Perrine nunca se casou e deixa para trás seu irmão, Kenneth, e uma filmografia genuinamente peculiar. A história de Valerie é a prova de que o destino, por vezes, nos leva por caminhos que jamais imaginamos.
De Showgirl a Atriz: Um Acaso do Destino
Antes da fama, Valerie era uma showgirl de sucesso em Las Vegas, com um salário de $800 por semana no Stardust, no show Lido de Paris. Uma vida confortável e promissora, que foi abruptamente interrompida pela tragédia. A morte de seu noivo em um acidente de arma de fogo e o assassinato de Jay Sebring, seu namorado, pela Família Manson (em uma noite que ela escapou por ter que trabalhar), moldaram seu futuro de maneira drástica.
Foi em uma festa que um agente de elenco a descobriu, ouvindo uma de suas conversas telefônicas. Intrigado, ele perguntou se ela já havia atuado. A resposta foi um sonoro não. Mas, ao ser questionada se poderia, ela respondeu com um ousado sim. A única foto que possuía era uma imagem de showgirl, que enviou sem hesitar. Para sua surpresa, conseguiu o papel em Slaughterhouse-Five.
O Reconhecimento e os Papéis Icônicos
A carreira de Valerie Perrine decolou em direções inesperadas. Bob Fosse a escolheu para interpretar Honey Bruce, a esposa viciada em drogas do comediante Lenny Bruce, no filme Lenny (1974), ao lado de Dustin Hoffman. Sua atuação lhe rendeu o prêmio de Melhor Atriz no Festival de Cannes, um BAFTA e uma indicação ao Oscar, perdendo para Ellen Burstyn.
Sua técnica era instintiva, sem aulas de atuação ou métodos elaborados. Ela simplesmente aprendia as falas, entrava no set e buscava memórias dolorosas para dar vida à personagem. A cena de choro com Hoffman foi construída a partir da lembrança de um antigo amor.
Em 1978, ela conquistou o coração do público como Eve Teschmacher, a secretária de Lex Luthor em Superman, e reprisou o papel na sequência. A frase “MISS TESCHMACHER!”, gritada à la Gene Hackman, se tornou uma constante em suas ruas, algo que ela levava com bom humor.

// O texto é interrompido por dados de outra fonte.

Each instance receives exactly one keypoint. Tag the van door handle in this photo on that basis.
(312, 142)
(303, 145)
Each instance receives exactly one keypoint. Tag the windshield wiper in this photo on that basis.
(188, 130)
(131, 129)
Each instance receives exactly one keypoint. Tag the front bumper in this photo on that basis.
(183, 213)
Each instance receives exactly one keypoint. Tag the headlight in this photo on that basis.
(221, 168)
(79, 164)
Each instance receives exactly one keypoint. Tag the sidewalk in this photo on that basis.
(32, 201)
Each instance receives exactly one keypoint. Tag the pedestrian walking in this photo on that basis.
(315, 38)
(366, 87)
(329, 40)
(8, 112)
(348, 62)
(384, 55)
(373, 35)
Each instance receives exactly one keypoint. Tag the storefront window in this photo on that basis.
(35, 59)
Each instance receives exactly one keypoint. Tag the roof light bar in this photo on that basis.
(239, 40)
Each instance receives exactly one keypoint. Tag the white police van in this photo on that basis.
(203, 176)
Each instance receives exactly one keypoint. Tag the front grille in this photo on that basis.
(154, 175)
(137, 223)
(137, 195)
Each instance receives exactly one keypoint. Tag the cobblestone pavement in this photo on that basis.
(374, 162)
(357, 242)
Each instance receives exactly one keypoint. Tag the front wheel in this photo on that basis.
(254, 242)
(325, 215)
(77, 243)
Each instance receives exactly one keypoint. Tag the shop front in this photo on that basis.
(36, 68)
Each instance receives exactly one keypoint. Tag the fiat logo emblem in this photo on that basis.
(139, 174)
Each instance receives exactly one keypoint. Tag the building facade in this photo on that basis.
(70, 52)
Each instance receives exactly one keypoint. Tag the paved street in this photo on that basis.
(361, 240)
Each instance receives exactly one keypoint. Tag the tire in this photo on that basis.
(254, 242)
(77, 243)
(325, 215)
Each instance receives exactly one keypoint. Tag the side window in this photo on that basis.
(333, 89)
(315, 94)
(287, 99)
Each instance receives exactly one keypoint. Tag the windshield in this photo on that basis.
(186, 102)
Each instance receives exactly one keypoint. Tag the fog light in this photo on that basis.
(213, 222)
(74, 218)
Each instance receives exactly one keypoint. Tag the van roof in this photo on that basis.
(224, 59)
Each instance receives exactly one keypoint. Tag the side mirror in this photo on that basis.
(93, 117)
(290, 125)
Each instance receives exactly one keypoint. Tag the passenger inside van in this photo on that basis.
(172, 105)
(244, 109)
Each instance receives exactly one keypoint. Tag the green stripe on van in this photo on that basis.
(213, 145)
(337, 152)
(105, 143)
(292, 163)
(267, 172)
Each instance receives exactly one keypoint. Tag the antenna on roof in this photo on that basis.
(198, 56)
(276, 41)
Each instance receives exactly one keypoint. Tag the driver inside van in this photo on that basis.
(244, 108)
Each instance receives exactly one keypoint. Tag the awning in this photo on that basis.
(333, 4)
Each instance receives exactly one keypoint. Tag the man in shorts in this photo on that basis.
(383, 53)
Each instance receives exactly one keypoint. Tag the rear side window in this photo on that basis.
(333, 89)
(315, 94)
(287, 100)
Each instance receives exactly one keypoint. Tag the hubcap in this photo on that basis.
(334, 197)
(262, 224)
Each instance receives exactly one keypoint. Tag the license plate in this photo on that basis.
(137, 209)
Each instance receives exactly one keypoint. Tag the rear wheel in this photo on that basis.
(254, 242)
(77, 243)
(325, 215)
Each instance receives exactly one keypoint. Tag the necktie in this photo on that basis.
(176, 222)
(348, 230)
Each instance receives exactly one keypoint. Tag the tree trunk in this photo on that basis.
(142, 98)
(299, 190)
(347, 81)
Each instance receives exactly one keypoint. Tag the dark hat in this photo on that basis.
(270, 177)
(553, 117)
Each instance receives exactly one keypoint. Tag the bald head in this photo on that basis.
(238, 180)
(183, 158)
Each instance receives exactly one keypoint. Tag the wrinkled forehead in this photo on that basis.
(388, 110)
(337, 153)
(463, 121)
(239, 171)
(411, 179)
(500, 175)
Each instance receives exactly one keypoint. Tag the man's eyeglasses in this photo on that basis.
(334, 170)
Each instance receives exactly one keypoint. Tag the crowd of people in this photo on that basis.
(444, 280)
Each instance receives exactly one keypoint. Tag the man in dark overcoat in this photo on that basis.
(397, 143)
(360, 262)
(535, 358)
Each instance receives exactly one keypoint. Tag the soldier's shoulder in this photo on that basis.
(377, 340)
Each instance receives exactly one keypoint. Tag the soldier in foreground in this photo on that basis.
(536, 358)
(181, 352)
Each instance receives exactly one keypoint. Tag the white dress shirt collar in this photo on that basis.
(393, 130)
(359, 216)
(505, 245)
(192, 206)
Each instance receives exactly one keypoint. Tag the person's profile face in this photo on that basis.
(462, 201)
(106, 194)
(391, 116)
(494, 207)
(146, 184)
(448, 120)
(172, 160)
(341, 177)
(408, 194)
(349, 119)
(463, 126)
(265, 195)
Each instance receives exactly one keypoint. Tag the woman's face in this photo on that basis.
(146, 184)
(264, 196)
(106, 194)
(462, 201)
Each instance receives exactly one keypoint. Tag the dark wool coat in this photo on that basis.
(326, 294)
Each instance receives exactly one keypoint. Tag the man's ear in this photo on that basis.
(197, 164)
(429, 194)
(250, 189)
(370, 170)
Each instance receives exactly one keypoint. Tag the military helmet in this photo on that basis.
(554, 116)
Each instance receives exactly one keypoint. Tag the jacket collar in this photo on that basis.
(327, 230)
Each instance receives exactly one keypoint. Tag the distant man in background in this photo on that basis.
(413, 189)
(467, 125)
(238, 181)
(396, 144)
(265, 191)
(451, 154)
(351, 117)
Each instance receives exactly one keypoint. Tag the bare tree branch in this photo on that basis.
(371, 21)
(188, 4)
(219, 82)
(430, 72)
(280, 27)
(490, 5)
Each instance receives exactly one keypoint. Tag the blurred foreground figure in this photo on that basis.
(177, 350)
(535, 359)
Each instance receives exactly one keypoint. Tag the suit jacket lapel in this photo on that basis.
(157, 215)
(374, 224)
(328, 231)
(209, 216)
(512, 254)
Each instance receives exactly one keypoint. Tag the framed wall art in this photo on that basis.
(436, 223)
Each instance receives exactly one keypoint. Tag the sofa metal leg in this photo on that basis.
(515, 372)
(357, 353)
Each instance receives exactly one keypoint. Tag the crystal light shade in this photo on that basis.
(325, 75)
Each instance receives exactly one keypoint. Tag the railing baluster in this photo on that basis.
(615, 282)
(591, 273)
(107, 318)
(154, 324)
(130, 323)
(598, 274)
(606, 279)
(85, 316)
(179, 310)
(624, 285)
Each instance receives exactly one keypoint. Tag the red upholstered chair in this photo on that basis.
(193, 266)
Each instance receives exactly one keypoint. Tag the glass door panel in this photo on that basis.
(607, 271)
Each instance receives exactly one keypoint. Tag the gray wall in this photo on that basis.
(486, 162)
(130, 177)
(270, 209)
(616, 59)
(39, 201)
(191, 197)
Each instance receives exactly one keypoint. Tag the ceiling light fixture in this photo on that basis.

Altos e Baixos: A Resiliência de uma Artista
Apesar do sucesso, a participação no filme Can’t Stop the Music (1980), com o Village People e Caitlyn Jenner, foi um desastre crítico que a levou a se mudar para a Europa. Ela mesma admitiu que o filme prejudicou sua carreira, mas continuou trabalhando, atuando ao lado de Jack Nicholson em The Border, Robert Redford em The Electric Horseman e Michael Caine em Water, a quem considerava a pessoa mais gentil com quem já havia trabalhado.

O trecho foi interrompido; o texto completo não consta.